Abstract

In today's era, individuals can speak and communicate online anytime and anywhere. The Online Group Opinion (OGO), formed by the online statements of netizens, is regarded as a complex system. OGO is easy to get rapid and unpredictable sudden changes under external stimuli such as social emergencies, which may further lead to online violence, catalyze spread of emergencies, posing significant threats to social organization and cybersecurity. This paper proposes an innovative method to mitigate sudden changes in OGO using Q-learning from Reinforcement Learning and the Particle Swarm Optimization (PSO) algorithm, aiming to mitigate these sudden changes by controlling the resilience of the OGO. First, an OGO resilience index based on catastrophe theory and resilience theory is established to portray OGO sudden changes phenomena. Next, a resilience control algorithm integrated with Q-learning to optimize particles’ parameter update process is proposed, called QLPSOND. QLPSOND is used to control the system’s resilience to improve its ability to resist external stimuli, thus mitigating the sudden changes crisis.
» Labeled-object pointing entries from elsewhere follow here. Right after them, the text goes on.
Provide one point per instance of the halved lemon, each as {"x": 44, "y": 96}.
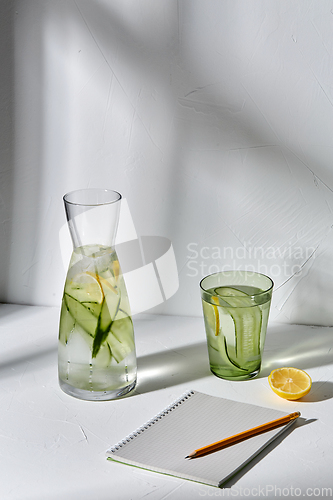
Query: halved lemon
{"x": 290, "y": 383}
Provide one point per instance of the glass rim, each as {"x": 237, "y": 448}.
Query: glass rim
{"x": 90, "y": 190}
{"x": 244, "y": 271}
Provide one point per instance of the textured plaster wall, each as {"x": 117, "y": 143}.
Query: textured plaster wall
{"x": 213, "y": 118}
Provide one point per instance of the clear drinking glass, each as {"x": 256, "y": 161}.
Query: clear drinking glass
{"x": 96, "y": 350}
{"x": 236, "y": 306}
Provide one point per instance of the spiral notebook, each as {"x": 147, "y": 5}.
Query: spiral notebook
{"x": 191, "y": 422}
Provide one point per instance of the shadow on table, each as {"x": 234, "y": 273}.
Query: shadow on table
{"x": 291, "y": 345}
{"x": 165, "y": 369}
{"x": 300, "y": 422}
{"x": 40, "y": 358}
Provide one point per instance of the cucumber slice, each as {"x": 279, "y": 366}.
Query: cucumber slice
{"x": 67, "y": 323}
{"x": 247, "y": 318}
{"x": 122, "y": 330}
{"x": 105, "y": 320}
{"x": 119, "y": 349}
{"x": 81, "y": 315}
{"x": 93, "y": 307}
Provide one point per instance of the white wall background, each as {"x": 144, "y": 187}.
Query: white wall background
{"x": 213, "y": 118}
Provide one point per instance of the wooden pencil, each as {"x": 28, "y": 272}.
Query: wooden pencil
{"x": 243, "y": 435}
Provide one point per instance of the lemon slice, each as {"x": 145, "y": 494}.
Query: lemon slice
{"x": 290, "y": 383}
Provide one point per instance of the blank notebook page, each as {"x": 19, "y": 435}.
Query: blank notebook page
{"x": 192, "y": 422}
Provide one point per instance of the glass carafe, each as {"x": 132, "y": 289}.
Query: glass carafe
{"x": 96, "y": 350}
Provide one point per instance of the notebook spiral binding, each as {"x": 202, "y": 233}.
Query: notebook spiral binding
{"x": 151, "y": 422}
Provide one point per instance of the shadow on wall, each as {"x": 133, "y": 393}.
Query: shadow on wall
{"x": 6, "y": 141}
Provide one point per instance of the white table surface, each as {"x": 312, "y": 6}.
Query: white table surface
{"x": 52, "y": 446}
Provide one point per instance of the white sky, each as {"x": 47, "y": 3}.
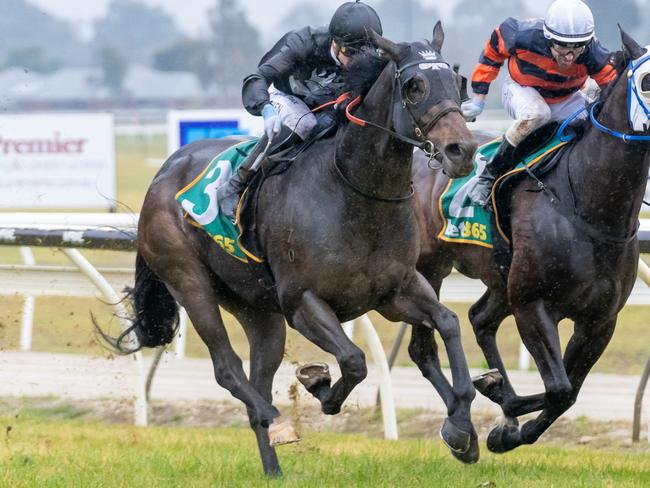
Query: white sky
{"x": 190, "y": 14}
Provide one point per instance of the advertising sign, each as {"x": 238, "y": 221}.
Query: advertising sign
{"x": 57, "y": 161}
{"x": 185, "y": 126}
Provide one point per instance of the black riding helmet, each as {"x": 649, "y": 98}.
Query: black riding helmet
{"x": 351, "y": 22}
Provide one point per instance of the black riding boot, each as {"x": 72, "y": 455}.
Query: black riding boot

Through comparisons with other three algorithms on two online forums datasets, our proposed QLPSOND resilience control method demonstrates significant advantages in addressing complex social control issues, with average fitness improvement of 37.59 % and 7.98 %, and best fitness improvement of 31.66 % and 10.28 %, respectively, compared to most competitive state-of-the-art baseline. Additionally, this paper further discusses the practical significance of resilience control strategies and management implications. These efforts can extend the opinion dynamics approaches in online environments and assist enterprises and governments in monitoring and managing online communities.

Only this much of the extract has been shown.